Mr. Kloppenburg’s descriptions are very misleading.  For example, he claims that this species has  double anther wings.  It most certainly does not.  Double anther wings appear to be a Kloppenburg fetish.  He has frequently described hoyas as having them. Actually, if you have access to his drawings, where he labeled various hoya flower parts, you can see that he doesn’t know what anther wings are. In the early days of his photographing flower parts, he sent me several pictures of those “double anther wings” – all mislabeled as to species (5 identical prints sent by him to me had 5 different labels on them).  I know of only a single hoya species with what appears to be double anther wings but that is only an illusion.

He also described the upper sides of the leaves as being “rugose” (wrinkled) when they are actually smooth as a baby’s butt.  And, he said, “Blade dark green.” In the very next sentence he said, “ Above medium green.”  He was right the first time; the upper surfaces of the leaves are dark green.

Mr. Kloppenburg described the outer apexes of the corona lobes as “like Hoya rizaliana Kloppenb.”, which is the most absurd thing he has ever said before and he has said a lot of absurd things.  Here is a what he, himself drew and made part of his original Hoya rizaliana name publication:


 LEFT: This is Mr. Kloppenburg’s rendition of a Hoya rizaliana  corona lobe.  Note the two extremely long extensions  at the bottom, which are completely lacking on the species in question.

CENTER: The picture in the center shows a Hoya dickasoniana P. T. Li flower (syn. Hoya wee bella Kloppenb.).   It’s corona lobes are easily seen.  If you see them as looking at all like Mr. Kloppenburg’s sketch, make and appointment with your eye doctor immediately because you have a serious problem.

   RIGHT:  What can you expect from a guy who’d publish the  picture  on the right and call it a picture of a hoya flower??????  I kid you not.  It’s on page 73 of my copy of his Acanthostemma book and it is labeled “Crown and corolla” of the species he calls Hoya loheri. Kloppenb. (syn. Hoya rizaliana Kloppenb.).   It may be on a different page in your copy. The only proofing he does is after publication and distribution so that almost all copies he sends out have different page number sequences (at least all three of the copies I have seen do). If that looks like a hoya crown and corolla to you, see my suggestion (above) and call your eye doctor without delay.

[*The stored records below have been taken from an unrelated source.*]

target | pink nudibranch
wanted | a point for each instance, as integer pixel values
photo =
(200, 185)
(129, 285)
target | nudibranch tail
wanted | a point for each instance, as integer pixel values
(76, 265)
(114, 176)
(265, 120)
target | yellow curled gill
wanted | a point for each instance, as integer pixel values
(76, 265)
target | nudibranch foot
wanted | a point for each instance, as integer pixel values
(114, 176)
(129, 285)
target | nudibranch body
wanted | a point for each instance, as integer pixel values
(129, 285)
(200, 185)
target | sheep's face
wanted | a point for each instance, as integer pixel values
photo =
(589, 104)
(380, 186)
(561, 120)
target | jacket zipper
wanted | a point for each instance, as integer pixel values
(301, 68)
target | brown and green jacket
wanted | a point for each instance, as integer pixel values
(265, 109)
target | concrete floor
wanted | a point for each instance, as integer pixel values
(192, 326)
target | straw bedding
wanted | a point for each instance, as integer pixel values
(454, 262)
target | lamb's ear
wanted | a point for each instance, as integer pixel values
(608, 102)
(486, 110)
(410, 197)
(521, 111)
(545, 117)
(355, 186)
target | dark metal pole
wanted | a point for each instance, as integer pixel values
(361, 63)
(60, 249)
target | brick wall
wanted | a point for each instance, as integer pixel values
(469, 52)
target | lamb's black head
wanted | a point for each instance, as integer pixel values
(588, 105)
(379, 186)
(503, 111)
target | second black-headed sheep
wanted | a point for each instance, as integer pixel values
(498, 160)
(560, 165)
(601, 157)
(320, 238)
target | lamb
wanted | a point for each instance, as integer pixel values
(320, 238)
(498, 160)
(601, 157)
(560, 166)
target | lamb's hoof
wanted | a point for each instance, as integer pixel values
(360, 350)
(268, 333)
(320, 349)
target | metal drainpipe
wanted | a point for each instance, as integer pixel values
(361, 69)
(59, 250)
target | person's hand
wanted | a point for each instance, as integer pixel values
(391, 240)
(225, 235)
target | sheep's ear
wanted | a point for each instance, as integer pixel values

I was fortunate in having plenty of fresh flowers and so was George Slusser, whose photographs of the flower parts match mine exactly. They don’t look at all like those pictured by Kloppenburg. 


MY CONCLUSION IS:  If the powers that be (whomever they are) declare this not to be a variety or subspecies of Hoya bella  Hook., as I believe it to be, that we have only one alternative and that is to declare it to be Hoya dickasoniana P. T. Li as it is obviously the same species and Professor Li’s publication preceded Kloppenburg’s by eleven years. Just for the sake of convenience, I think using the name Hoya dickasoniana is advisable anyway.